The first chapter briefly exposes the history of human computer interfaces. In computer history processing speed has always increased, while prices have fallen down. This tendency allowed to employ an increasing amount of computing power in interfaces, making computer’s language easier for humans and shifting the communicational effort from people to computers. (Dourish 2001) The most important moment in human computer interface history is the introduction of graphical interfaces and the adoption of the desktop metaphor. The desktop metaphor was presented to the general public at the end of 1970s; (Moggridge 2007) it allowed students, office workers and businessmen to approach computers for the first time. The desktop metaphor perfectly suited users needs of that time.
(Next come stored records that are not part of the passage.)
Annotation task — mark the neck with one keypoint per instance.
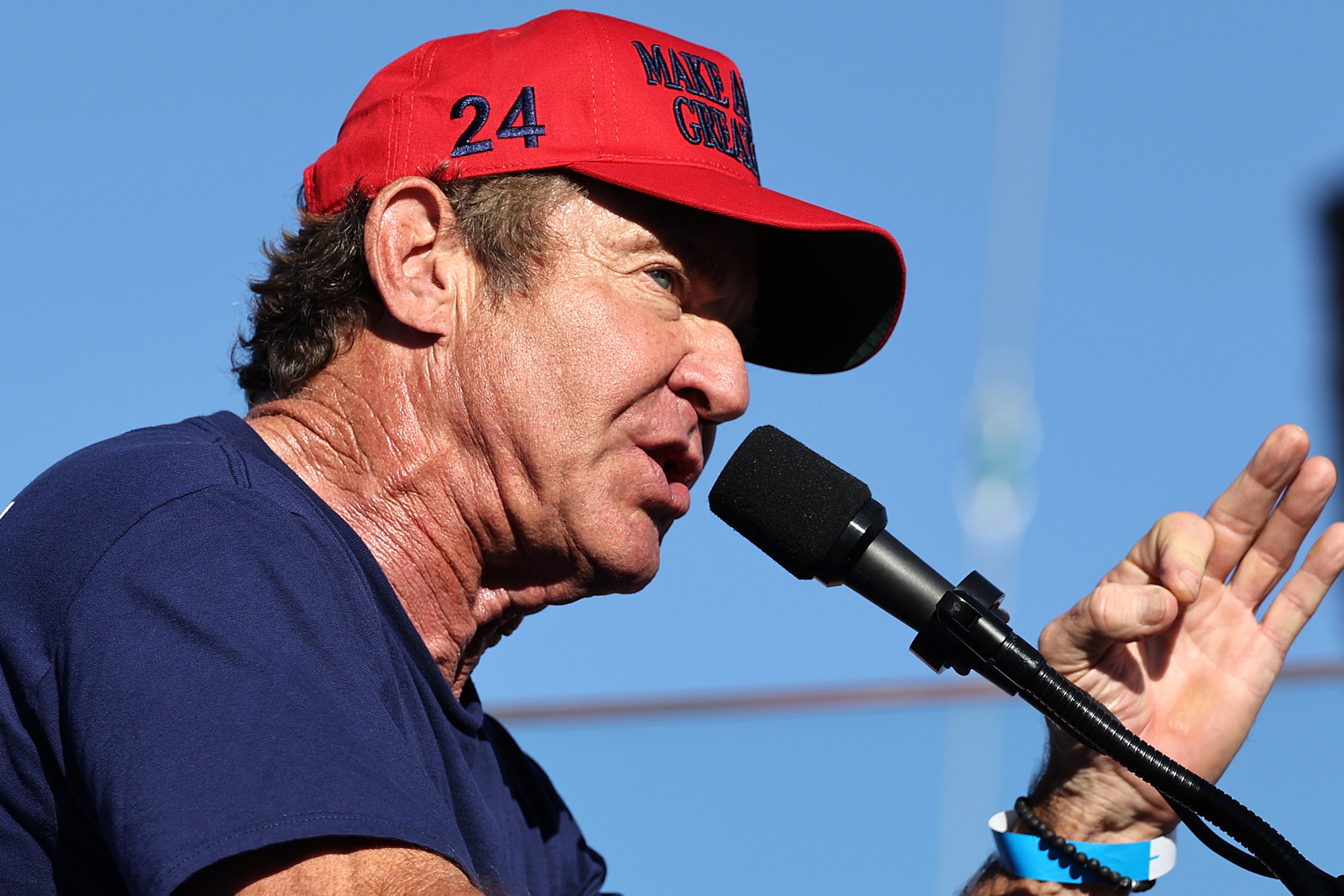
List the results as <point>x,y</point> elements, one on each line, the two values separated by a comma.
<point>398,485</point>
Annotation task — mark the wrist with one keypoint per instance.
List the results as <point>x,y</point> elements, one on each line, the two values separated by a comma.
<point>1085,796</point>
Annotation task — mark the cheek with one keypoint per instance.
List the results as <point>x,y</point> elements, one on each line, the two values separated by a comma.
<point>593,358</point>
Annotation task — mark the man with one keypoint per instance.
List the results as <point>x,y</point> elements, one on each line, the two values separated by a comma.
<point>483,379</point>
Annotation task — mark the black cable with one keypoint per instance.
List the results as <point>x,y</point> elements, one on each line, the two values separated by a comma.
<point>1085,718</point>
<point>1210,839</point>
<point>1070,852</point>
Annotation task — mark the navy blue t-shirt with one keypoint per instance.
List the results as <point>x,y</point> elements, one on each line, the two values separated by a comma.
<point>202,659</point>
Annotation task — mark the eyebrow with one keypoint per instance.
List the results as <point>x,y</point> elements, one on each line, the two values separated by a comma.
<point>689,250</point>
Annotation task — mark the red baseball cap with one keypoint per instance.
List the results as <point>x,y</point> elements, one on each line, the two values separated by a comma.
<point>640,109</point>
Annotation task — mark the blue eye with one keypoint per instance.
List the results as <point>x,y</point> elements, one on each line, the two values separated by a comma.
<point>663,278</point>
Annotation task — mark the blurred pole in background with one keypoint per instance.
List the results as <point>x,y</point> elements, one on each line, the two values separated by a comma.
<point>1333,221</point>
<point>995,492</point>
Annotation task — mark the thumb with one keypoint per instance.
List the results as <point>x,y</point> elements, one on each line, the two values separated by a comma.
<point>1115,613</point>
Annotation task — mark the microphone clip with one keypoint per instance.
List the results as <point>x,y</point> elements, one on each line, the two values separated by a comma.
<point>967,632</point>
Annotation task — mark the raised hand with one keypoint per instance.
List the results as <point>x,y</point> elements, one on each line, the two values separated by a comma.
<point>1170,640</point>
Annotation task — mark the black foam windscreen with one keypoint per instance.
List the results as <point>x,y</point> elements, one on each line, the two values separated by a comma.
<point>787,499</point>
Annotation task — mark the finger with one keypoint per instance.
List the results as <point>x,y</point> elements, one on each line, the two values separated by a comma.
<point>1174,552</point>
<point>1240,513</point>
<point>1276,547</point>
<point>1299,600</point>
<point>1113,613</point>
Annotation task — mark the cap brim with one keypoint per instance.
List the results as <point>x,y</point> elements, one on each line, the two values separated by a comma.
<point>830,287</point>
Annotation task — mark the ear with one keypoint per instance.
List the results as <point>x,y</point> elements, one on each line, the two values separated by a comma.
<point>414,256</point>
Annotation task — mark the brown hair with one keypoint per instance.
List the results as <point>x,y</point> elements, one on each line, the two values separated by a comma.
<point>317,292</point>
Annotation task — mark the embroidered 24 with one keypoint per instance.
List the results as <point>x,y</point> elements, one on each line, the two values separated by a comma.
<point>523,108</point>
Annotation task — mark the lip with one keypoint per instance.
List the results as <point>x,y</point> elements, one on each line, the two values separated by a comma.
<point>677,465</point>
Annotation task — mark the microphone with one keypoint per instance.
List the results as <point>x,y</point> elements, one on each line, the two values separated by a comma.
<point>820,522</point>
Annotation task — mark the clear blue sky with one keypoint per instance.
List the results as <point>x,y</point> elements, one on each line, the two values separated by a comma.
<point>148,148</point>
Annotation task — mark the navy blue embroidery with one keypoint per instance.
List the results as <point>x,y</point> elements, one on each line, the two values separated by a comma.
<point>464,146</point>
<point>655,68</point>
<point>699,123</point>
<point>740,97</point>
<point>523,108</point>
<point>717,82</point>
<point>693,132</point>
<point>679,74</point>
<point>695,65</point>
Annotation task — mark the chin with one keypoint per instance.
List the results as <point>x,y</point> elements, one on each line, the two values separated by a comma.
<point>627,564</point>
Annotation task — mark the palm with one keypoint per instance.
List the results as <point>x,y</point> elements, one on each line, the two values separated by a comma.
<point>1194,688</point>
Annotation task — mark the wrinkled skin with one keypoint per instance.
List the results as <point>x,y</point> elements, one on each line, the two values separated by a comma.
<point>500,455</point>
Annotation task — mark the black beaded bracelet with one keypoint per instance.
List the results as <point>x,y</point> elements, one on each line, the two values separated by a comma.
<point>1070,852</point>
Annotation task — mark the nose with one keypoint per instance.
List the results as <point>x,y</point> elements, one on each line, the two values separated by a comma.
<point>712,375</point>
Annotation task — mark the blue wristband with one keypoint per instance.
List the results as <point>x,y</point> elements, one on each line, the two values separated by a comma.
<point>1030,856</point>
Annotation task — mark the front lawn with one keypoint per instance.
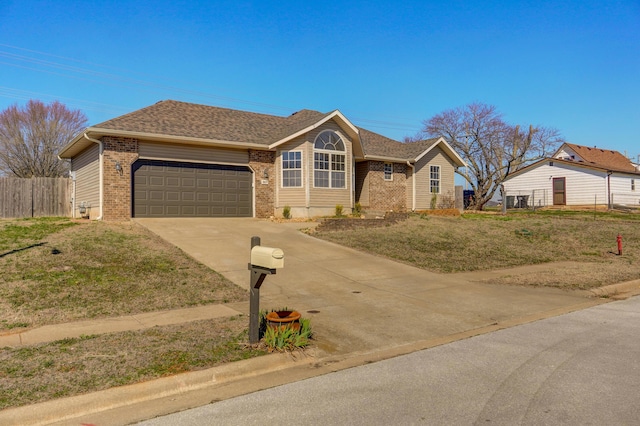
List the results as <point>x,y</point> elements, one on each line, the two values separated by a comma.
<point>54,270</point>
<point>478,242</point>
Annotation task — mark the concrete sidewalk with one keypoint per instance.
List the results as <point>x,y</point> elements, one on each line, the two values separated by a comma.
<point>363,309</point>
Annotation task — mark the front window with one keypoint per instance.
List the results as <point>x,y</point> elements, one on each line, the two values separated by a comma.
<point>434,181</point>
<point>388,171</point>
<point>292,169</point>
<point>329,161</point>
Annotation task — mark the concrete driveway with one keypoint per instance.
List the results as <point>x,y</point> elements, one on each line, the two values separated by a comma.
<point>358,303</point>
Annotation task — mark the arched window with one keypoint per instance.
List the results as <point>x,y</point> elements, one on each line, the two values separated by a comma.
<point>329,161</point>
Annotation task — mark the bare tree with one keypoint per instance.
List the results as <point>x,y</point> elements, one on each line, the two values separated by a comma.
<point>491,147</point>
<point>30,138</point>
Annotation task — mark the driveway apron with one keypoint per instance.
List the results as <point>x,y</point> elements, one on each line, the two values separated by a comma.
<point>357,302</point>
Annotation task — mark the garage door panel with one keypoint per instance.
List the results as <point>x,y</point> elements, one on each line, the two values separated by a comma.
<point>173,189</point>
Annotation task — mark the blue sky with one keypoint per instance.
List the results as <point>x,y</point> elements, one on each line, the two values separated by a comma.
<point>573,65</point>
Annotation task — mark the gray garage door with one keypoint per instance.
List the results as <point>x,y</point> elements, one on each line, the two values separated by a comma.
<point>174,189</point>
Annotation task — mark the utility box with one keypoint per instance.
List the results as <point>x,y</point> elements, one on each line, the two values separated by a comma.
<point>267,257</point>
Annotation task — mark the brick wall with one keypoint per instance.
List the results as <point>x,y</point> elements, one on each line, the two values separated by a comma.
<point>117,184</point>
<point>387,195</point>
<point>259,161</point>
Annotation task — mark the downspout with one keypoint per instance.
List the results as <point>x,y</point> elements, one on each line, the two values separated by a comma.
<point>413,186</point>
<point>609,173</point>
<point>100,152</point>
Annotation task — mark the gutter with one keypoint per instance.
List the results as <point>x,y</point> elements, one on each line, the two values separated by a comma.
<point>100,156</point>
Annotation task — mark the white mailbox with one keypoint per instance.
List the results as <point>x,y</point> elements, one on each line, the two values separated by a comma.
<point>267,257</point>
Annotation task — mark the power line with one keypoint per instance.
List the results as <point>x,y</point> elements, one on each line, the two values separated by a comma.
<point>80,73</point>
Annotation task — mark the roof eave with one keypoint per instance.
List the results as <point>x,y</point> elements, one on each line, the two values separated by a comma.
<point>77,145</point>
<point>387,159</point>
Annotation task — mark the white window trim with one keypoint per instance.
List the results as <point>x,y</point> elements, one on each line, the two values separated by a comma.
<point>439,179</point>
<point>282,169</point>
<point>384,171</point>
<point>329,170</point>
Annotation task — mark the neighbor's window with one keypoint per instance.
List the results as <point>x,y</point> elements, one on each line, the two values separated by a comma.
<point>434,181</point>
<point>292,169</point>
<point>329,161</point>
<point>388,171</point>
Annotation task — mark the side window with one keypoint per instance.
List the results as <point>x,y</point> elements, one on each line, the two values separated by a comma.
<point>292,169</point>
<point>434,181</point>
<point>388,171</point>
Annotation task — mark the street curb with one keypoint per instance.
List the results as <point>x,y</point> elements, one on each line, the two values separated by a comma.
<point>65,409</point>
<point>298,365</point>
<point>618,291</point>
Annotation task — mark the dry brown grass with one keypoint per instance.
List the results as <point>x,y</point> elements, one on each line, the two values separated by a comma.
<point>100,269</point>
<point>74,366</point>
<point>53,270</point>
<point>489,242</point>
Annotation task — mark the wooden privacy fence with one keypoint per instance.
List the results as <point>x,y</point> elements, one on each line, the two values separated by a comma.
<point>35,197</point>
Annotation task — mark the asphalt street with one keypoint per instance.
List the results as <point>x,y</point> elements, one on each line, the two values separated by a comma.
<point>579,368</point>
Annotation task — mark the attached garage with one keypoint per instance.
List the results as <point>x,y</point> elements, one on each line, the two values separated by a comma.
<point>180,189</point>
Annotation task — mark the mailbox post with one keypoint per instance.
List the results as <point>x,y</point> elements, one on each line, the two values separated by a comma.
<point>264,261</point>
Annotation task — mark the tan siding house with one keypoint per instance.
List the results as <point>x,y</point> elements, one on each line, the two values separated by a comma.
<point>176,159</point>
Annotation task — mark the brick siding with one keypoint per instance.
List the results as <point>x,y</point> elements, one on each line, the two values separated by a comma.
<point>259,161</point>
<point>117,185</point>
<point>387,195</point>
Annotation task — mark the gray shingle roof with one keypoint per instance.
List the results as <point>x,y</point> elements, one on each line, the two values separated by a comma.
<point>173,118</point>
<point>182,119</point>
<point>604,158</point>
<point>377,145</point>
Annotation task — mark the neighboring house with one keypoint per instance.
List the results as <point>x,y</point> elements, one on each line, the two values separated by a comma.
<point>576,176</point>
<point>176,159</point>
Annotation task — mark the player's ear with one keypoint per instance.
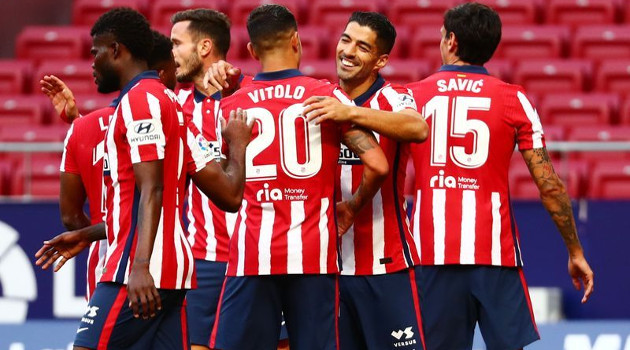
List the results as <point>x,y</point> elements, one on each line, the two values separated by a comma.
<point>252,52</point>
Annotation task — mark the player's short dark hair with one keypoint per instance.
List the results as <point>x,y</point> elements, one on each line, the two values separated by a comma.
<point>377,22</point>
<point>208,23</point>
<point>129,27</point>
<point>162,50</point>
<point>268,24</point>
<point>477,28</point>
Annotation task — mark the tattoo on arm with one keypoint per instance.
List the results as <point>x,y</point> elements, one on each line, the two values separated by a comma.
<point>359,141</point>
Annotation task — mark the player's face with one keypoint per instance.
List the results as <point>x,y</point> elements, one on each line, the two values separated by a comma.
<point>188,64</point>
<point>105,75</point>
<point>357,54</point>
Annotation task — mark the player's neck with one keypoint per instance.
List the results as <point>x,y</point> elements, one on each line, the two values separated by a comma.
<point>355,87</point>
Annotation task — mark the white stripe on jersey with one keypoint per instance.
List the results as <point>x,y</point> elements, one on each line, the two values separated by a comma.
<point>62,167</point>
<point>496,229</point>
<point>323,236</point>
<point>156,255</point>
<point>469,214</point>
<point>294,238</point>
<point>240,266</point>
<point>347,240</point>
<point>439,225</point>
<point>533,117</point>
<point>267,220</point>
<point>416,224</point>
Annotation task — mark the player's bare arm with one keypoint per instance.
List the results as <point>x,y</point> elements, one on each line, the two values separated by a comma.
<point>72,197</point>
<point>375,170</point>
<point>144,298</point>
<point>67,245</point>
<point>225,187</point>
<point>406,126</point>
<point>61,97</point>
<point>222,76</point>
<point>556,200</point>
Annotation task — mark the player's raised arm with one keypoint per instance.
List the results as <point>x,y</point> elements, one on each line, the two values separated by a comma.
<point>375,170</point>
<point>556,200</point>
<point>405,125</point>
<point>225,187</point>
<point>61,97</point>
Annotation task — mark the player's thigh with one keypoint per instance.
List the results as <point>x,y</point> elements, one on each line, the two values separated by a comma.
<point>386,309</point>
<point>202,302</point>
<point>249,314</point>
<point>449,310</point>
<point>310,304</point>
<point>506,319</point>
<point>109,323</point>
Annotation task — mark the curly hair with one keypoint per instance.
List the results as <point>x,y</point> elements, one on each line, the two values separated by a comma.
<point>129,27</point>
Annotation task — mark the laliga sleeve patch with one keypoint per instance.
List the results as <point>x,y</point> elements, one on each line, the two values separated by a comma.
<point>145,132</point>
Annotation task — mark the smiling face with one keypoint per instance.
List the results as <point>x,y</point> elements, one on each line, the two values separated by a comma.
<point>188,63</point>
<point>103,53</point>
<point>357,53</point>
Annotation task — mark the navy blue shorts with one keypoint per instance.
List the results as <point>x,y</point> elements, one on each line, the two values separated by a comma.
<point>109,324</point>
<point>201,303</point>
<point>380,312</point>
<point>251,309</point>
<point>454,298</point>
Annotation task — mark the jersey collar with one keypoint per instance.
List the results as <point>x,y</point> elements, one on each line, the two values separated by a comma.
<point>464,69</point>
<point>361,99</point>
<point>149,74</point>
<point>278,75</point>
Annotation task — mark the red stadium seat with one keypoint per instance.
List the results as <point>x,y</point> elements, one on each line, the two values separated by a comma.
<point>240,9</point>
<point>578,12</point>
<point>405,71</point>
<point>515,12</point>
<point>37,175</point>
<point>13,76</point>
<point>163,10</point>
<point>524,42</point>
<point>549,76</point>
<point>21,109</point>
<point>33,133</point>
<point>413,13</point>
<point>42,43</point>
<point>613,76</point>
<point>334,14</point>
<point>602,42</point>
<point>571,110</point>
<point>425,43</point>
<point>610,180</point>
<point>76,74</point>
<point>86,12</point>
<point>320,69</point>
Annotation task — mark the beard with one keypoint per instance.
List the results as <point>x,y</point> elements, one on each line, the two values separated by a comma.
<point>194,67</point>
<point>109,81</point>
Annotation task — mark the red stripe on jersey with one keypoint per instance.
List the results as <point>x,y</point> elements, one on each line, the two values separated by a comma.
<point>112,316</point>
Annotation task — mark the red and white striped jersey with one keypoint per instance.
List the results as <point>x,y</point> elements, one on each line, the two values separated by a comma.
<point>208,225</point>
<point>146,127</point>
<point>462,212</point>
<point>83,152</point>
<point>286,224</point>
<point>380,241</point>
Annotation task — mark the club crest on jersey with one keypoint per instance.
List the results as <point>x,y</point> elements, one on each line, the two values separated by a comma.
<point>347,157</point>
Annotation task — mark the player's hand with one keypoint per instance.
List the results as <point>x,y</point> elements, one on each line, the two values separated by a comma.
<point>61,97</point>
<point>345,217</point>
<point>222,76</point>
<point>144,299</point>
<point>63,248</point>
<point>581,274</point>
<point>238,130</point>
<point>320,108</point>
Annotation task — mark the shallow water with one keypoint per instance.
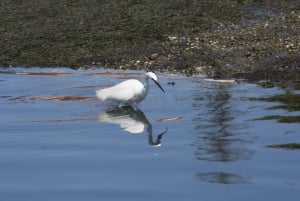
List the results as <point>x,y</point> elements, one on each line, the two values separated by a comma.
<point>201,140</point>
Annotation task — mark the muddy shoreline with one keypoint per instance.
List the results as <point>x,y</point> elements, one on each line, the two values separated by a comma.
<point>222,39</point>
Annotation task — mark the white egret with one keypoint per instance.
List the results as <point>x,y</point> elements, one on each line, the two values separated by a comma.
<point>128,92</point>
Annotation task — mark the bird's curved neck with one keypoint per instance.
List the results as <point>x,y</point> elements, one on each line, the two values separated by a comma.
<point>147,83</point>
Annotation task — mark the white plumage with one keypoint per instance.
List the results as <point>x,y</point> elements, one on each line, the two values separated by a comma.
<point>128,92</point>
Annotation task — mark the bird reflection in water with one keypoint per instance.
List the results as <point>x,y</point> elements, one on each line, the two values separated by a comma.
<point>131,120</point>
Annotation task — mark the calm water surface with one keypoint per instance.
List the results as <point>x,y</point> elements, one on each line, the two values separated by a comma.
<point>201,140</point>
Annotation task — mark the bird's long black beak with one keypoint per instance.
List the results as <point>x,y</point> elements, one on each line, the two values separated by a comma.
<point>159,86</point>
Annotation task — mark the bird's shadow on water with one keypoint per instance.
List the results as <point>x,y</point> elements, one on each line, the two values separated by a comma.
<point>132,120</point>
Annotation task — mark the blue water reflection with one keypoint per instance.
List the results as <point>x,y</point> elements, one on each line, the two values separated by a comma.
<point>58,142</point>
<point>132,120</point>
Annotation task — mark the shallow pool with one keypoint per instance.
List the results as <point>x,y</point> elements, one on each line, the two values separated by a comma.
<point>201,140</point>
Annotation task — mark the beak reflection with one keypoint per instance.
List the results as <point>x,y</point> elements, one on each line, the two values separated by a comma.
<point>131,120</point>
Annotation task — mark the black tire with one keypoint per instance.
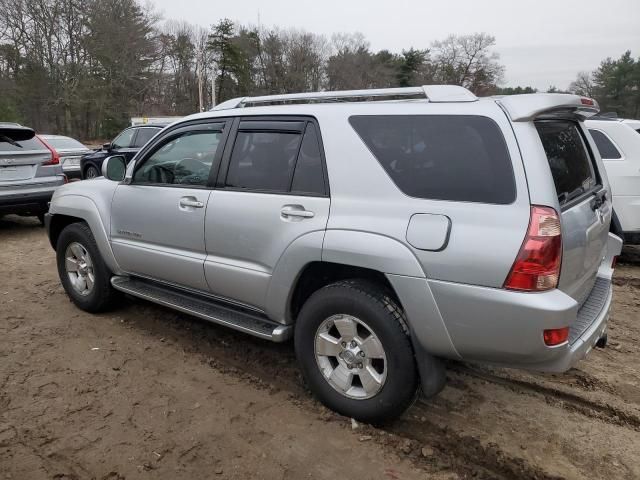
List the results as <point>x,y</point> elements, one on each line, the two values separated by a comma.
<point>371,304</point>
<point>91,172</point>
<point>102,296</point>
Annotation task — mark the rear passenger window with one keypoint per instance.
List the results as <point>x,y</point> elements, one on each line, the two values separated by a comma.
<point>571,166</point>
<point>605,146</point>
<point>263,160</point>
<point>441,157</point>
<point>308,176</point>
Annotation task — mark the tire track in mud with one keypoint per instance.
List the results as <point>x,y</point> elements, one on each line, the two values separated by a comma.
<point>466,454</point>
<point>254,361</point>
<point>574,403</point>
<point>463,454</point>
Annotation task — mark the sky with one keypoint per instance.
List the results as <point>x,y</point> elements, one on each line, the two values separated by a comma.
<point>540,42</point>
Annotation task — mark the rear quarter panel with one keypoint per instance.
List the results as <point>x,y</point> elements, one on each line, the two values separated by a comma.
<point>484,239</point>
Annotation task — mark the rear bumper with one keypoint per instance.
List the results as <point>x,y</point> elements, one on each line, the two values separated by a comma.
<point>505,328</point>
<point>28,198</point>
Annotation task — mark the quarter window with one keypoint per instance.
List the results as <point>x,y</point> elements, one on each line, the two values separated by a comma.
<point>570,162</point>
<point>125,139</point>
<point>144,135</point>
<point>183,160</point>
<point>441,157</point>
<point>605,146</point>
<point>308,176</point>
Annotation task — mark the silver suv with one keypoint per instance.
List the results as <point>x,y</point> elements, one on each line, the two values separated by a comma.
<point>30,171</point>
<point>385,230</point>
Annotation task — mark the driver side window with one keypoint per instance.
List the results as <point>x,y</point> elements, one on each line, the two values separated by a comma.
<point>185,159</point>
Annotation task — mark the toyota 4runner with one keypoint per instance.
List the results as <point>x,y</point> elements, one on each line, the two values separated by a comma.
<point>385,230</point>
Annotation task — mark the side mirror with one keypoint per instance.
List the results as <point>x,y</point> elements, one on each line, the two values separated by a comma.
<point>114,168</point>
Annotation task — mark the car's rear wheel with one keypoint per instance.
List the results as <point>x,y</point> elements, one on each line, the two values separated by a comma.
<point>91,172</point>
<point>83,273</point>
<point>353,346</point>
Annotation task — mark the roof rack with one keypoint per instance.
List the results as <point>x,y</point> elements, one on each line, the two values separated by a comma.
<point>432,93</point>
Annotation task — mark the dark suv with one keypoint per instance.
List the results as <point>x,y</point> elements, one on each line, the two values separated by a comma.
<point>127,144</point>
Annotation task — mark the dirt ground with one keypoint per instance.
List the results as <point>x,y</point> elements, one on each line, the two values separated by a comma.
<point>144,392</point>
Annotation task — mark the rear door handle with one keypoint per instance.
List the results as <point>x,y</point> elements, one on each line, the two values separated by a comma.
<point>296,211</point>
<point>191,202</point>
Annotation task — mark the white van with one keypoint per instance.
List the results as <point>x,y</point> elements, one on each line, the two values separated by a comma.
<point>619,144</point>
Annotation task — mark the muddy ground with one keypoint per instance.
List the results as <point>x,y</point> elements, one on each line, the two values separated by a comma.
<point>144,392</point>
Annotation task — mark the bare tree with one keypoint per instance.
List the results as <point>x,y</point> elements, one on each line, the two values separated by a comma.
<point>583,85</point>
<point>467,60</point>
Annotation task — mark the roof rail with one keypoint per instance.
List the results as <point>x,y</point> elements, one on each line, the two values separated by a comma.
<point>433,93</point>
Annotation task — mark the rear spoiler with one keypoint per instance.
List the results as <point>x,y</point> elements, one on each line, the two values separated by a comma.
<point>528,107</point>
<point>15,133</point>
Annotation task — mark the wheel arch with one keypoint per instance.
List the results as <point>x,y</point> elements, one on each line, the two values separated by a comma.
<point>69,209</point>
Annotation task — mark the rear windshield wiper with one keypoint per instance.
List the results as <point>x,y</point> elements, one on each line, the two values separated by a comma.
<point>10,141</point>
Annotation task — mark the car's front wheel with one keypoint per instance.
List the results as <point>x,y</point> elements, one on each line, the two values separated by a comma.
<point>83,273</point>
<point>355,352</point>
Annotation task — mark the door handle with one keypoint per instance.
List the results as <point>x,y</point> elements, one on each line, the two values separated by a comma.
<point>191,202</point>
<point>296,211</point>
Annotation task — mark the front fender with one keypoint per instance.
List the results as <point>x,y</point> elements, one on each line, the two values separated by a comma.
<point>84,208</point>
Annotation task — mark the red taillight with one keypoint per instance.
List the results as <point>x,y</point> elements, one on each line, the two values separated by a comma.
<point>55,157</point>
<point>556,336</point>
<point>537,266</point>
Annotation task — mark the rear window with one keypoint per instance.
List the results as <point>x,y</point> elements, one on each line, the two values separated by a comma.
<point>441,157</point>
<point>33,144</point>
<point>64,143</point>
<point>605,146</point>
<point>144,135</point>
<point>571,165</point>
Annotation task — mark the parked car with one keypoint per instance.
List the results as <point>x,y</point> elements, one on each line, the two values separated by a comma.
<point>29,172</point>
<point>383,236</point>
<point>619,145</point>
<point>127,144</point>
<point>69,150</point>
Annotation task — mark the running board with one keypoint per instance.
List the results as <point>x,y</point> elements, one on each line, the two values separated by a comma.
<point>200,306</point>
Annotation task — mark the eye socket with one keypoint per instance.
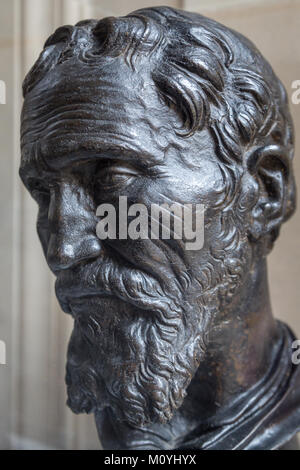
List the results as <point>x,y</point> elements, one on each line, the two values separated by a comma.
<point>38,189</point>
<point>114,176</point>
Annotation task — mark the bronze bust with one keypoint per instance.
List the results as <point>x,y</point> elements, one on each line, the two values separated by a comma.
<point>171,348</point>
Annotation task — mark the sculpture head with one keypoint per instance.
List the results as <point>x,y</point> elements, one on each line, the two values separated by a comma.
<point>160,106</point>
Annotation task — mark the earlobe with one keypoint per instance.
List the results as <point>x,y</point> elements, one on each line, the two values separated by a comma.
<point>270,167</point>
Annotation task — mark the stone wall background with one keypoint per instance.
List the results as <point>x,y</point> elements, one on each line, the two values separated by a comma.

Now, 30 years after the desktop metaphor introduction, the way people use computers is very different. Computers are used to play videogames, listen to music, watch movies, browse the web, communicate with other people; they are used at home on a table, on the sofa, on the bed, in cars. But our indispensable assistants are still communicating with us using the same desktop metaphor. In the first chapter it is pointed out that not much has happened in human computer interface history, since the introduction of the desktop metaphor. Most computer users experienced folders and file cabinets first as computer icons and later as real world tools to organize documents. This dissertation argues that the way computers organize information is constrained to concepts that are not up-to-date.
In the second chapter it is explained why the desktop metaphor was chosen. Some considerations, supported by authoritative points of view, about the use of metaphors in interface design are presented. Metaphors are powerful linguistic instruments used to compare something unknown to something known, but if used in a wrong way they can be misleading. At the end of the chapter it is illustrated the reasons why computer industry is anchored to the use of out-of-date concepts and metaphors.
The third chapter introduces some commercial and experimental interfaces aimed at improving or replacing the desktop metaphor. If the desktop metaphor is still in use it means that any alternative is good enough to replace the current paradigm. Then zooming interface paradigm is presented as an emerging alternative to the desktop metaphor. Zooming interfaces give users the possibility to easily control the level of displayed information, zooming on digital items as if they laid on an infinite plane. The zooming paradigm could mark a new big switch in human computer interface history. Also this chapter explains how zooming interfaces can better exploit the power of digital tools since they are less anchored to real world metaphors. Some zooming interface concepts already appears in current operating systems, but their full potentials have not been explored for the general use, yet.
In the last chapter, the One Laptop Per Child (OLPC) project is presented as a positive example of how interface design can take different routes. The OLPC project realized a laptop addressed at developing countries children. OLPC designers decided to realize an interface well suited for intended users, discarding the desktop metaphor and obsolete interface design conventions. OLPC interface is based on a zoom metaphor and it widely relies on spatialization as a universal concept understandable by different cultures.